Han transcurrido más de treinta años de su muerte. Su leyenda contabiliza dos rasgos atractivos: una genialidad única para la interpretación musical y una forma de ser absolutamente fóbica, maniática e intensa. Quizás por eso el pianista canadiense Glenn Gould (1932/1982) atrae aún a musicólogos e historiadores como uno de esos acertijos sin resolver.
En un mismo año, 2016, coincidirán en librerías una biografía (Vida y arte de Glenn Gould, Kevin Bazzana. Turner, 2016) y un libro de entrevistas (Conversaciones con Glenn Gould, Jonathan Cott, Global Rythm, 2016). Ambos títulos merecen la atención cuidadosa de quienes siguen de cerca el singular mundo de las personas con habilidades sorprendentes.

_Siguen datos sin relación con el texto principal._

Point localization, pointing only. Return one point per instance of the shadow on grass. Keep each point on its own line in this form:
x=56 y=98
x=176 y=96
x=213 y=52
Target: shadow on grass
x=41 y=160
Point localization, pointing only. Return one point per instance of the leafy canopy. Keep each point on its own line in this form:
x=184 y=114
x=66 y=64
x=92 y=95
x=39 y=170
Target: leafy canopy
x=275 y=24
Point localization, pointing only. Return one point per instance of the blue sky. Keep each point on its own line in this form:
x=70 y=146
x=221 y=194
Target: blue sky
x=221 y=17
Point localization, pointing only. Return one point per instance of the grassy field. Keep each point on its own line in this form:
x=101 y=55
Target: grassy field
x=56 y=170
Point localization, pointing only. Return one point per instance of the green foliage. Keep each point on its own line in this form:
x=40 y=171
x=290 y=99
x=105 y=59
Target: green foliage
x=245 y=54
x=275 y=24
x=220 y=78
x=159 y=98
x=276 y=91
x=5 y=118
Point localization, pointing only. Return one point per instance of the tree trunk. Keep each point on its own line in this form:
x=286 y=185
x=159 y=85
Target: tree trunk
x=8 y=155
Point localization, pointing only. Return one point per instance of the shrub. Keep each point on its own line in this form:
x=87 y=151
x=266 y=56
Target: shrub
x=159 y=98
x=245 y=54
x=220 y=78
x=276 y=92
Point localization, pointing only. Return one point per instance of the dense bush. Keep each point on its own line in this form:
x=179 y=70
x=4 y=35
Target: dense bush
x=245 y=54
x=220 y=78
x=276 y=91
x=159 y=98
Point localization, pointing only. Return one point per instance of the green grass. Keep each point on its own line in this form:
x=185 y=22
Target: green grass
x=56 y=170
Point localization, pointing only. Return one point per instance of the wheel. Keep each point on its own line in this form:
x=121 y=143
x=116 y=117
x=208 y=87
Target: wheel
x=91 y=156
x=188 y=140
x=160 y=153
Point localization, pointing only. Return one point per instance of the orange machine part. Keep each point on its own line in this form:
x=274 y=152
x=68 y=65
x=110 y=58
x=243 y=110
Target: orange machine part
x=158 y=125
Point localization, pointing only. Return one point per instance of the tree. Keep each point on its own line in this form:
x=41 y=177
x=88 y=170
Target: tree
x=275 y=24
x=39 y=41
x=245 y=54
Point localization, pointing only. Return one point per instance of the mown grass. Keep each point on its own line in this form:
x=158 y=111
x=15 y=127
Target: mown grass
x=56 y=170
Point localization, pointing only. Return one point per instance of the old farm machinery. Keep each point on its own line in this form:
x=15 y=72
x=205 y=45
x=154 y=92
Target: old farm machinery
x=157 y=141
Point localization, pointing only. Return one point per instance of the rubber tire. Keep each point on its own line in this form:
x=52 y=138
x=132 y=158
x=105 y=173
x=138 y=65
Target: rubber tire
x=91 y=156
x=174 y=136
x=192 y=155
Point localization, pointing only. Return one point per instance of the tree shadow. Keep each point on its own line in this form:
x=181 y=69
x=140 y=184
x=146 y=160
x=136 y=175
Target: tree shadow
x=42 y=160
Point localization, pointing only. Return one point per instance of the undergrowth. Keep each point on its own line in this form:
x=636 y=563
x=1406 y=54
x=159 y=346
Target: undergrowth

Aunque tocaba el piano desde los cinco años y sólo tuvo dos maestros en su corta vida (su madre y el chileno Alfonso Guerrero), a los 23 años Glenn Gould alcanzó la gloria de la interpretación, al ejecutar -quizás como nunca antes – las variaciones Goldberg, de Johann Sebastian Bach.
En 1955 Gould ejecutó una elipsis de 300 años: Bach creó las variaciones en 1741 a pedido de un mecenas, el conde Keyserlingk, para combatir el insomnio. Las ejecutaba el discípulo de Bach, Johann Goldberg. De ahí su nombre. Por ese trabajo le pagaron una copa de cien florines de oro a Bach.
«El propósito del arte es la construcción gradual, a lo largo de toda una vida, de un estado de asombro y de serenidad», escribió Gould, quizás para definirse, o para explicar su alejamiento de las presentaciones públicas y la tendencia al encierro en el útero de los estudios de grabación. Después de estar en la cima un buen día decidió encerrarse.
El músico Stuart Isacoff escribió que a Gould lo definía el impulso aventurero y el deseo de ir a contracorriente. Y él mismo reconoció que prefería la abstracción serena a la turbia sentimentalidad. Quienes han indagado en su carrera reconocen la importancia de la precisión y la transparencia de sus ejecuciones, que lo llevaron a interpretar a Bach como pocas veces se había oído.
Su psiquiatra, Peter Ostwald, reconoció que su personalidad coincidía con los rasgos del síndrome de Asperger: alta sensibilidad para estímulos sensoriales con personalidad obsesiva que lo aleja del trato social. Además era hipocondríaco.
Y en ese planeta extraño vivía Gould. En verano se cubría con abrigos, gorros, y guantes de lana; se bajaba de los carros si se enteraba que alguien estaba resfriado; cortaba una llamada telefonica si la otra persona estornudaba; remojaba sus manos en agua tibia quince minutos antes de tocar el piano; le pidió a su padre que le construyera una butaca más baja de lo normal para tener las teclas cerca de la nariz y dejar que la interpretación descansara en sus dedos y en los músculos de la espalda; tomaba medicamentos como caramelos; y no le daba la mano a la gente de baja estatura por temor a que le fracturaran las suyas.
«Lo que ocurre entre mi mano izquierda y mi mano derecha es un asunto privado que no le importa a nadie», respondió cuando le preguntaron por qué tocaba con una mano mientras la otra parecía dirigirlo. Siempre reconoció que hubiera podido vivir en un ascensor para oir todo el tiempo el hilo musical.
El musicólogo Kevin Benzzana, de Berkeley, pasó diez años investigando a Gould: su repertorio, sus escritos y notas, sus entrevistas a periodistas especializados. Finalmemente realizó él mismo más de cien entrevistas.
Su trabajo resulta notable, porque bucea en el alma y la cabeza de un genio que tenía una personalidad disfuncional. Y lo hace con estilo. Su libro se lee como esas vidas literarias atormentadas y al final deja el aroma de una reincidencia: el talento y la locura a veces se necesitan, como el hermano del hombre que se cree galllina. Quiere curarlo, pero necesita los huevos.